Workshop on Recent Advances on Intrusion-Tolerant Systems

WRAITS 2007

March 23, 2007

 

Keynote speech

 

Automatic Recovery from Failures and Attacks Using
Bounded Partially Observable Markov Decision Processes

William H. Sanders

Donald Biggar Willett Professor of Engineering 
Director, Information Trust Institute 
University of Illinois at Urbana-Champaign

Abstract:

Providing high availability with acceptable cost is becoming increasingly critical in a wide variety of application domains. Automatic system monitoring, followed by diagnosis and recovery, has the potential to provide the required low-cost solution, high-availability solution that is needed in those domains. However, automating recovery is difficult in practical settings because of low coverage, poor localization abilities, false positives, and/or false negatives exhibited by many commonly used monitoring techniques. Furthermore, multiple recovery actions are often applicable even when the fault or attack can be correctly diagnosed, and the correct choice is not always obvious.  We present a holistic model-based approach that overcomes these challenges and enables automatic recovery in distributed systems. To do so, it uses theoretically sound techniques to provide controllers that choose good, if not optimal, recovery actions according to a user defined optimization criteria. The automatic recovery problem is framed as an undiscounted accumulated reward maximization problem on a structurally restricted class of partially observable Markov decision processes (POMDPs) that we call R-POMDPs.
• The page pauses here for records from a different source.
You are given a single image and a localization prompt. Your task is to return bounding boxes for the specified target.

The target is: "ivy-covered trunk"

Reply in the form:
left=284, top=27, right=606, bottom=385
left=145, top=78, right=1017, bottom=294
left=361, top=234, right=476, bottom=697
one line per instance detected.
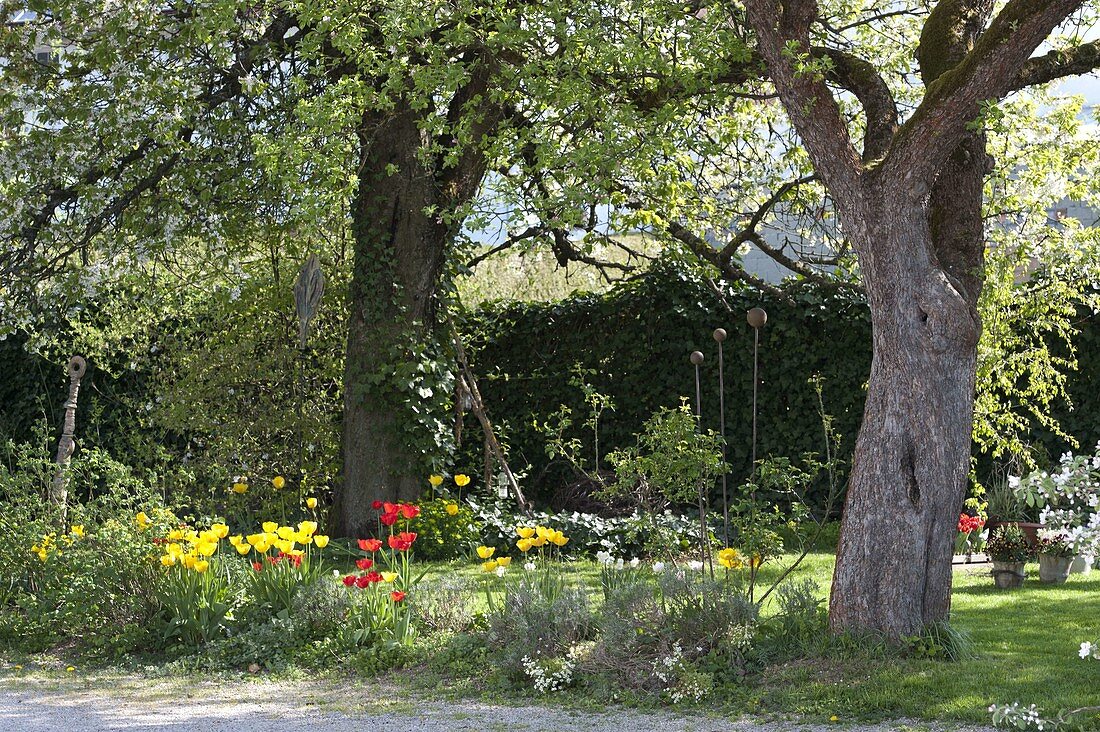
left=333, top=112, right=451, bottom=536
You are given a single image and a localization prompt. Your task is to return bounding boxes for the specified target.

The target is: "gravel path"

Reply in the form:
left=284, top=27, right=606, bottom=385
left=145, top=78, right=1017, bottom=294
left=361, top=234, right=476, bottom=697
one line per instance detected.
left=0, top=678, right=990, bottom=732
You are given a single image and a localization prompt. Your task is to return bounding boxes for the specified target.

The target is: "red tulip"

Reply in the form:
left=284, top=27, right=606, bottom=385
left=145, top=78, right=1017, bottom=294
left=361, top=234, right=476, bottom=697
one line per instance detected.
left=387, top=532, right=416, bottom=551
left=359, top=539, right=382, bottom=551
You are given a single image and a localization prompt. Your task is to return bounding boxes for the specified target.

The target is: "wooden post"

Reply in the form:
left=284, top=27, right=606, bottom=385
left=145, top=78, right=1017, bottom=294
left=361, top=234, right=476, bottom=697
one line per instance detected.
left=50, top=356, right=88, bottom=533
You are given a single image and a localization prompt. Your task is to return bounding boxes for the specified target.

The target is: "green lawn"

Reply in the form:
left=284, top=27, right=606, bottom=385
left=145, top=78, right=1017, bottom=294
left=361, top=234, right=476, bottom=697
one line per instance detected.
left=413, top=553, right=1100, bottom=729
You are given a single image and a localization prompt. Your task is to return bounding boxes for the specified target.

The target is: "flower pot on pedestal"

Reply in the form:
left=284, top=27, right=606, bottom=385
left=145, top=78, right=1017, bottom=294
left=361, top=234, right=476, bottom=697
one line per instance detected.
left=993, top=560, right=1027, bottom=590
left=1038, top=554, right=1074, bottom=584
left=1069, top=554, right=1097, bottom=575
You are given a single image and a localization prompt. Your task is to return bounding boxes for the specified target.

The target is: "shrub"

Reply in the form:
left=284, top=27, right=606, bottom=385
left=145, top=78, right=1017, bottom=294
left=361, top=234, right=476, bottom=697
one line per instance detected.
left=487, top=572, right=593, bottom=680
left=416, top=498, right=482, bottom=560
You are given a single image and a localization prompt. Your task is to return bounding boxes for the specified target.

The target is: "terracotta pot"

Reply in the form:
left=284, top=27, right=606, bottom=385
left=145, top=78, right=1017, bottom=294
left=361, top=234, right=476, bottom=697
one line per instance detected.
left=1069, top=554, right=1097, bottom=575
left=986, top=521, right=1043, bottom=549
left=992, top=559, right=1027, bottom=590
left=1038, top=554, right=1074, bottom=584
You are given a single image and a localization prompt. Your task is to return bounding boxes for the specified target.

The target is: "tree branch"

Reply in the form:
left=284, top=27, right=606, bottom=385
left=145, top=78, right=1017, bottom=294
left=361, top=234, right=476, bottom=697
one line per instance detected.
left=746, top=0, right=873, bottom=208
left=1010, top=41, right=1100, bottom=91
left=881, top=0, right=1082, bottom=199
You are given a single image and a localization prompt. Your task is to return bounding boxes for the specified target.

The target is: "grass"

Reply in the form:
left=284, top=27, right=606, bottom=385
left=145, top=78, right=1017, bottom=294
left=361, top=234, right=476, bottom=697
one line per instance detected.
left=411, top=553, right=1100, bottom=730
left=0, top=551, right=1100, bottom=730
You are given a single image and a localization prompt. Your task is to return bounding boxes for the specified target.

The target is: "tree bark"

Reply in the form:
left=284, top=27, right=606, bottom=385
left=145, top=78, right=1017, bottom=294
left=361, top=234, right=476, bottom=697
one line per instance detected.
left=333, top=111, right=452, bottom=536
left=829, top=0, right=992, bottom=638
left=829, top=189, right=980, bottom=638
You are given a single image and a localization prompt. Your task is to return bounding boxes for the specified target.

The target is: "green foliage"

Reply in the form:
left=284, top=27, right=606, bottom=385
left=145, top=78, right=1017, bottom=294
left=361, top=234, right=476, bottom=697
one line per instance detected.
left=986, top=524, right=1035, bottom=561
left=463, top=263, right=870, bottom=504
left=602, top=403, right=729, bottom=514
left=0, top=444, right=165, bottom=656
left=416, top=498, right=482, bottom=561
left=487, top=571, right=593, bottom=680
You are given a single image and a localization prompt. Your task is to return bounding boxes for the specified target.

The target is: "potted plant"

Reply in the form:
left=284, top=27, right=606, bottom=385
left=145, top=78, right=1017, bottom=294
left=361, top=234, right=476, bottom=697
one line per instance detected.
left=1010, top=445, right=1100, bottom=572
left=1038, top=528, right=1077, bottom=584
left=986, top=524, right=1034, bottom=590
left=986, top=478, right=1042, bottom=547
left=955, top=513, right=986, bottom=564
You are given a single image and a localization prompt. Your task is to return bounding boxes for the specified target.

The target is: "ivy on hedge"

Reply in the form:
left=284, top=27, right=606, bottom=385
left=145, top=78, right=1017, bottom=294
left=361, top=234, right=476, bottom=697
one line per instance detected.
left=459, top=265, right=871, bottom=510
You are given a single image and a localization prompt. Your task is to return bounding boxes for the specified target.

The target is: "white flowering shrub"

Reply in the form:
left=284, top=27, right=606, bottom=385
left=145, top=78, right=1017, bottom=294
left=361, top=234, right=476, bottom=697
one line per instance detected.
left=1009, top=445, right=1100, bottom=556
left=989, top=638, right=1100, bottom=730
left=524, top=651, right=576, bottom=693
left=653, top=643, right=714, bottom=704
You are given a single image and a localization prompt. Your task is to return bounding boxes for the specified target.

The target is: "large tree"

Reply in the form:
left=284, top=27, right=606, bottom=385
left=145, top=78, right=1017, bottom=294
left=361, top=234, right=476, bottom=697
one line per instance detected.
left=746, top=0, right=1098, bottom=637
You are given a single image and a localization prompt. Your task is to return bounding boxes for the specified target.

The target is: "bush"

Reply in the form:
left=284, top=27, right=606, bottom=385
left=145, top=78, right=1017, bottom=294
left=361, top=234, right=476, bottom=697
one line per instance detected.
left=487, top=572, right=593, bottom=680
left=0, top=445, right=167, bottom=655
left=584, top=568, right=757, bottom=698
left=416, top=498, right=481, bottom=561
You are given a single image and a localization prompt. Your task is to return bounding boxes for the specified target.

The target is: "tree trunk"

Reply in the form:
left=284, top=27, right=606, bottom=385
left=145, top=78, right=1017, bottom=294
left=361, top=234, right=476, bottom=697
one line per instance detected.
left=332, top=112, right=451, bottom=537
left=829, top=181, right=983, bottom=640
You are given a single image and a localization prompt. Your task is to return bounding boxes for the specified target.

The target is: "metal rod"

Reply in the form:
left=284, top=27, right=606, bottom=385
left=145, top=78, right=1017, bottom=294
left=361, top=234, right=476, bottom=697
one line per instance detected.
left=714, top=328, right=729, bottom=547
left=752, top=328, right=760, bottom=474
left=691, top=351, right=714, bottom=578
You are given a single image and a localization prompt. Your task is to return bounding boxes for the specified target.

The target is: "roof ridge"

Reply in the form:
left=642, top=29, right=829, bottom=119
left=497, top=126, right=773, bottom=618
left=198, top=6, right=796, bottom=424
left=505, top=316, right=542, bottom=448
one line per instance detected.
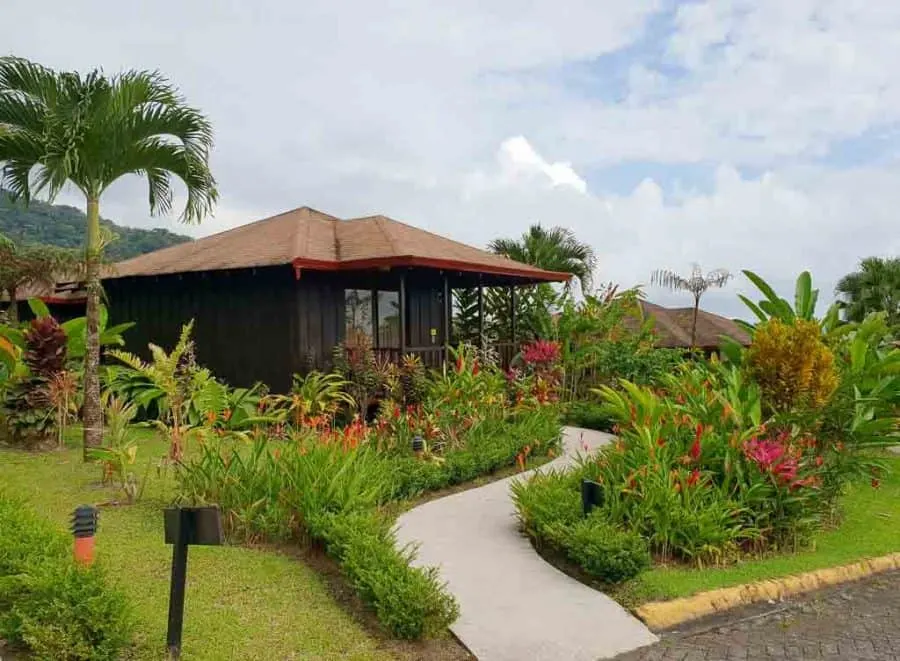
left=347, top=214, right=562, bottom=273
left=374, top=214, right=400, bottom=255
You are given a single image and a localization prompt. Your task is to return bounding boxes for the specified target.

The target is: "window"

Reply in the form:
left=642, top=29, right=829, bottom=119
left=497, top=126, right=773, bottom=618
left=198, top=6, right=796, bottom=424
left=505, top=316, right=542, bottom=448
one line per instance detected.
left=378, top=291, right=400, bottom=348
left=344, top=289, right=373, bottom=346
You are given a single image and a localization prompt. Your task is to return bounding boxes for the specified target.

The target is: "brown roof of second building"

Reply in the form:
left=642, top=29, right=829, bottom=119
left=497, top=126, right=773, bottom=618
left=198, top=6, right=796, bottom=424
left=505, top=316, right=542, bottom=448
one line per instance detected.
left=107, top=207, right=570, bottom=281
left=641, top=301, right=750, bottom=349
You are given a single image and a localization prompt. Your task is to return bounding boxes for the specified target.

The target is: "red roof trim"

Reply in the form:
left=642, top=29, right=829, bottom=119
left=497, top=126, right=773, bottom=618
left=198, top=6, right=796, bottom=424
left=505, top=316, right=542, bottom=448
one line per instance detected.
left=291, top=255, right=572, bottom=282
left=38, top=296, right=87, bottom=305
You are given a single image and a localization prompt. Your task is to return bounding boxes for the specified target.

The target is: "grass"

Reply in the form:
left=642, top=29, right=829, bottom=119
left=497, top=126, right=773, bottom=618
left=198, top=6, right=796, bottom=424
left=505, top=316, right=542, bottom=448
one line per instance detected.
left=613, top=456, right=900, bottom=607
left=0, top=433, right=395, bottom=661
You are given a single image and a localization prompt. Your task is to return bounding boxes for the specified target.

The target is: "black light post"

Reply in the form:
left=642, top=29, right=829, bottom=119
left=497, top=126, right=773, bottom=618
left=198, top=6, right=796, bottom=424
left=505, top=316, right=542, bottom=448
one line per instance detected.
left=72, top=505, right=99, bottom=567
left=164, top=505, right=225, bottom=660
left=581, top=480, right=603, bottom=516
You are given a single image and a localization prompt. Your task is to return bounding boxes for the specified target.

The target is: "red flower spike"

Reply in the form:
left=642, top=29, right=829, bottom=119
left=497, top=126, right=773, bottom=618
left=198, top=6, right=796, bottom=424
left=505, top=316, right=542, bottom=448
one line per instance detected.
left=688, top=468, right=700, bottom=487
left=690, top=436, right=700, bottom=461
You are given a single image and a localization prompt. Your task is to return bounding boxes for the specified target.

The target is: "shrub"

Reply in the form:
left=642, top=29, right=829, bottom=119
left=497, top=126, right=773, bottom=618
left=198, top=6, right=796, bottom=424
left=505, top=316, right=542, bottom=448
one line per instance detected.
left=548, top=511, right=650, bottom=583
left=0, top=493, right=132, bottom=661
left=563, top=401, right=616, bottom=432
left=512, top=470, right=650, bottom=583
left=314, top=512, right=459, bottom=639
left=744, top=318, right=838, bottom=411
left=179, top=438, right=458, bottom=638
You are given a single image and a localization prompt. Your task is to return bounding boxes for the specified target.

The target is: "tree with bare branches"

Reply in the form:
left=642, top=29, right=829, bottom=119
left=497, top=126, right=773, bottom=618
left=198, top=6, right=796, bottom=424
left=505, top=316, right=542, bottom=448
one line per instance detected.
left=650, top=264, right=731, bottom=349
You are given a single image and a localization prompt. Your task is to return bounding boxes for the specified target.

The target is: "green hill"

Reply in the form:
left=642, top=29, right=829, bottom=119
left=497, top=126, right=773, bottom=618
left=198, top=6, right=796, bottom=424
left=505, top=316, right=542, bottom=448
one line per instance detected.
left=0, top=191, right=191, bottom=261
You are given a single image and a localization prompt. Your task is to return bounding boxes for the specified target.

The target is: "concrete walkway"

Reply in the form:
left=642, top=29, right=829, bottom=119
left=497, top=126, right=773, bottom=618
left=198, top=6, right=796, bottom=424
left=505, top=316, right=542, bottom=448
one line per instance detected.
left=397, top=427, right=657, bottom=661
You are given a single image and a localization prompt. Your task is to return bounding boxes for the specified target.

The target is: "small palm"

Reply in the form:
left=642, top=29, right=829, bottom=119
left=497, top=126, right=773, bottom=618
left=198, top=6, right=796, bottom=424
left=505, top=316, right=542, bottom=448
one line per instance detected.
left=650, top=264, right=731, bottom=349
left=0, top=57, right=218, bottom=454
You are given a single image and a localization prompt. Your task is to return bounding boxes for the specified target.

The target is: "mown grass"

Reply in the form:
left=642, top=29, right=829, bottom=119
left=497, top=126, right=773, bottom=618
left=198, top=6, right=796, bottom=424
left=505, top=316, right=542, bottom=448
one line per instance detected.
left=613, top=456, right=900, bottom=606
left=0, top=432, right=394, bottom=661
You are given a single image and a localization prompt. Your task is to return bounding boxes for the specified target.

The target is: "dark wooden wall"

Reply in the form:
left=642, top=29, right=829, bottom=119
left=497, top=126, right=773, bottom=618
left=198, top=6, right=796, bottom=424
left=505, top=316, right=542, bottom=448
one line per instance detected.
left=406, top=288, right=444, bottom=347
left=104, top=266, right=458, bottom=392
left=104, top=266, right=344, bottom=392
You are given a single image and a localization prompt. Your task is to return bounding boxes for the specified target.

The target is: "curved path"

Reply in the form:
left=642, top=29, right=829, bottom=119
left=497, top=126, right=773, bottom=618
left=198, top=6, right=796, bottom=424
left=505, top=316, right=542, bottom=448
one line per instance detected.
left=397, top=427, right=657, bottom=661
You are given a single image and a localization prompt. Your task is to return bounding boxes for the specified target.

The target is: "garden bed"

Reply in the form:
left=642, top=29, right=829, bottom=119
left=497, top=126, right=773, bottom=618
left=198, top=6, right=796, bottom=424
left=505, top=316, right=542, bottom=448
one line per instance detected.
left=610, top=457, right=900, bottom=608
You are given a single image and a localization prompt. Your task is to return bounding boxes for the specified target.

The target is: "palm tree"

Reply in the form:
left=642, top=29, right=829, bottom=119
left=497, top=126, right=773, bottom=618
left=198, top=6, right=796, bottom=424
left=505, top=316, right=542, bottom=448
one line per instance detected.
left=834, top=257, right=900, bottom=326
left=0, top=234, right=79, bottom=322
left=0, top=57, right=218, bottom=456
left=488, top=224, right=597, bottom=293
left=650, top=264, right=731, bottom=349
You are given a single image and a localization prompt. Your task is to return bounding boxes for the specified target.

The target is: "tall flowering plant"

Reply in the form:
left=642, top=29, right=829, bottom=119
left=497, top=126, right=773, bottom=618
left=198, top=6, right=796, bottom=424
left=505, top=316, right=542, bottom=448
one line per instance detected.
left=583, top=366, right=832, bottom=562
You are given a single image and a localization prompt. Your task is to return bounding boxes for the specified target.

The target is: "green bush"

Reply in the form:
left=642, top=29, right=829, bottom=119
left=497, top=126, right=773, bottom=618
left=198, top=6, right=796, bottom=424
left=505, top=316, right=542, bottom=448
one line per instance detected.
left=563, top=401, right=616, bottom=432
left=547, top=510, right=650, bottom=583
left=512, top=470, right=650, bottom=583
left=315, top=512, right=459, bottom=639
left=512, top=470, right=650, bottom=583
left=0, top=493, right=132, bottom=661
left=178, top=407, right=559, bottom=639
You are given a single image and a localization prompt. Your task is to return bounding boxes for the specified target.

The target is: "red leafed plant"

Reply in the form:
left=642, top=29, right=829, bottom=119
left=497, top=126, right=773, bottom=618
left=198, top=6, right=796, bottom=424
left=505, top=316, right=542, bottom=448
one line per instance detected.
left=23, top=317, right=66, bottom=379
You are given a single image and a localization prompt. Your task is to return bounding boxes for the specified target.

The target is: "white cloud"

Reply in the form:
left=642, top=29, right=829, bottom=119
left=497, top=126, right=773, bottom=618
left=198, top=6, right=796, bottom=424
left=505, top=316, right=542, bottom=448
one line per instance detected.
left=468, top=135, right=587, bottom=193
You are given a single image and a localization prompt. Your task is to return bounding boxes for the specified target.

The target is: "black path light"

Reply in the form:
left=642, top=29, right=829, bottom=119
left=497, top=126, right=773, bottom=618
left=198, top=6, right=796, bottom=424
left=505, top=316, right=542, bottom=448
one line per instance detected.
left=164, top=505, right=225, bottom=659
left=72, top=505, right=99, bottom=567
left=581, top=480, right=603, bottom=516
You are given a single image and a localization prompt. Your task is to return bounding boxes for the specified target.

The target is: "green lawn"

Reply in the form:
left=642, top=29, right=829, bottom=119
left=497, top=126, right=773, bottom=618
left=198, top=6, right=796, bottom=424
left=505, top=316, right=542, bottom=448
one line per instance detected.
left=0, top=434, right=394, bottom=661
left=615, top=456, right=900, bottom=606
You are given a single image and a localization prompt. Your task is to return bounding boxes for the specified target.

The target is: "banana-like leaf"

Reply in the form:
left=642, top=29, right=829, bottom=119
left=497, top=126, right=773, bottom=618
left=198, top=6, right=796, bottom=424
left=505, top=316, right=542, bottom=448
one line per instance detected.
left=28, top=298, right=50, bottom=319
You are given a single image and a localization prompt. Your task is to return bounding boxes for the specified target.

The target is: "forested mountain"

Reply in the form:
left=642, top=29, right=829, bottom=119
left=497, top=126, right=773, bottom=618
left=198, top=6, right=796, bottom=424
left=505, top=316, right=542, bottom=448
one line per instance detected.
left=0, top=191, right=191, bottom=261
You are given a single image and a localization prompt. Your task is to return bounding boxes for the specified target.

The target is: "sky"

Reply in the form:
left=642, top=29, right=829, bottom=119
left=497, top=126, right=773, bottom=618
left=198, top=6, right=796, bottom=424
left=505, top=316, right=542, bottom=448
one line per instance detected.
left=0, top=0, right=900, bottom=316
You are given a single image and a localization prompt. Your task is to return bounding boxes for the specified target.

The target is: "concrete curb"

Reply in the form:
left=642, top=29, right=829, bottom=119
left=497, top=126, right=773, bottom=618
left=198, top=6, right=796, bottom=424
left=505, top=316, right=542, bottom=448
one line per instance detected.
left=634, top=553, right=900, bottom=631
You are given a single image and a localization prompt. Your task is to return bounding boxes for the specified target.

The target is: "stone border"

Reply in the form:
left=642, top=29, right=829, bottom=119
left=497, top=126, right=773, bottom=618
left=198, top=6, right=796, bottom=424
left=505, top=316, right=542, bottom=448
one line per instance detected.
left=634, top=553, right=900, bottom=631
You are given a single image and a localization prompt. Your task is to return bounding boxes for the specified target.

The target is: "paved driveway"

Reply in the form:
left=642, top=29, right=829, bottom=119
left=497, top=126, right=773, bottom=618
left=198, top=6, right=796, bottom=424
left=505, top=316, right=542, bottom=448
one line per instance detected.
left=616, top=572, right=900, bottom=661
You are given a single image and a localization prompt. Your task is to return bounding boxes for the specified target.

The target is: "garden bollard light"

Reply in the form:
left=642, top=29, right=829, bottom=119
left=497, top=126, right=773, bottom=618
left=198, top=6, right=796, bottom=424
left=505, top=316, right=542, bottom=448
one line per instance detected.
left=581, top=480, right=602, bottom=516
left=72, top=505, right=98, bottom=567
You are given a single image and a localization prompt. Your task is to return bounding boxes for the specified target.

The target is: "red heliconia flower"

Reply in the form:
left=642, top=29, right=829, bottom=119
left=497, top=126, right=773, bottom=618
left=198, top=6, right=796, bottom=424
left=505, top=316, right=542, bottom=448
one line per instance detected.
left=690, top=436, right=700, bottom=461
left=522, top=340, right=560, bottom=365
left=744, top=438, right=784, bottom=470
left=688, top=468, right=700, bottom=487
left=772, top=459, right=798, bottom=482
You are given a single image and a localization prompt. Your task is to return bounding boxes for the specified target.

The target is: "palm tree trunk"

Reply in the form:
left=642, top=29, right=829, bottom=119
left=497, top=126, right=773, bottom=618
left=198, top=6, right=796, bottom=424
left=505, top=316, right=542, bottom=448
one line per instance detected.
left=691, top=296, right=700, bottom=351
left=6, top=287, right=19, bottom=325
left=84, top=198, right=103, bottom=461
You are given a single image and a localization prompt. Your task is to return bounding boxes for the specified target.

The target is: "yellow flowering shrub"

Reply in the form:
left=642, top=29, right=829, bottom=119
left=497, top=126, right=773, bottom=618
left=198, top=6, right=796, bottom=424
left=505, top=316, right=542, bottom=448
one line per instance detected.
left=744, top=319, right=838, bottom=411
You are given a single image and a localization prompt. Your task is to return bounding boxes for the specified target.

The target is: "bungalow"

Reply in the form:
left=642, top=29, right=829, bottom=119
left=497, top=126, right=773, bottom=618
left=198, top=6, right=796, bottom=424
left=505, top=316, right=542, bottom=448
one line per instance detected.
left=640, top=301, right=750, bottom=354
left=103, top=207, right=570, bottom=391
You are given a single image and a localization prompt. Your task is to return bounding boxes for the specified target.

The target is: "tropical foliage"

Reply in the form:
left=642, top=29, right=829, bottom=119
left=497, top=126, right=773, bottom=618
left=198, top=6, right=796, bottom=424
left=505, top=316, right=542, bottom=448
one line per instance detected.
left=835, top=257, right=900, bottom=326
left=515, top=274, right=900, bottom=582
left=488, top=225, right=597, bottom=291
left=0, top=190, right=191, bottom=262
left=177, top=347, right=559, bottom=638
left=650, top=264, right=731, bottom=348
left=0, top=234, right=79, bottom=323
left=0, top=57, right=217, bottom=456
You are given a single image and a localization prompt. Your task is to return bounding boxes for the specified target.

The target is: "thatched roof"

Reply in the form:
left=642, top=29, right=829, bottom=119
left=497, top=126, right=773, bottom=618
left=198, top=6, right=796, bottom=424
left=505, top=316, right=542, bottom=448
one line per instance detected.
left=106, top=207, right=570, bottom=282
left=640, top=301, right=750, bottom=350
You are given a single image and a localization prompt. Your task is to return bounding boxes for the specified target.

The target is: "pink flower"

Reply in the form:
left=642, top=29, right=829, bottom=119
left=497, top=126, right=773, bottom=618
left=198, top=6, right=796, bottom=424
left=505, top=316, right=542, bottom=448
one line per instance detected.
left=522, top=340, right=560, bottom=365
The resulting recovery controller can be proven to always terminate in a finite amount of time, to probabilistically not terminate before recovery is finished, and to generate recovery actions that are on the average no more expensive than promised. Simulation-based experimental results on a realistic e-commerce system demonstrate that the proposed bounds can be rapidly improved iteratively, and the resulting controller convincingly outperforms a controller that uses heuristics instead of bounds.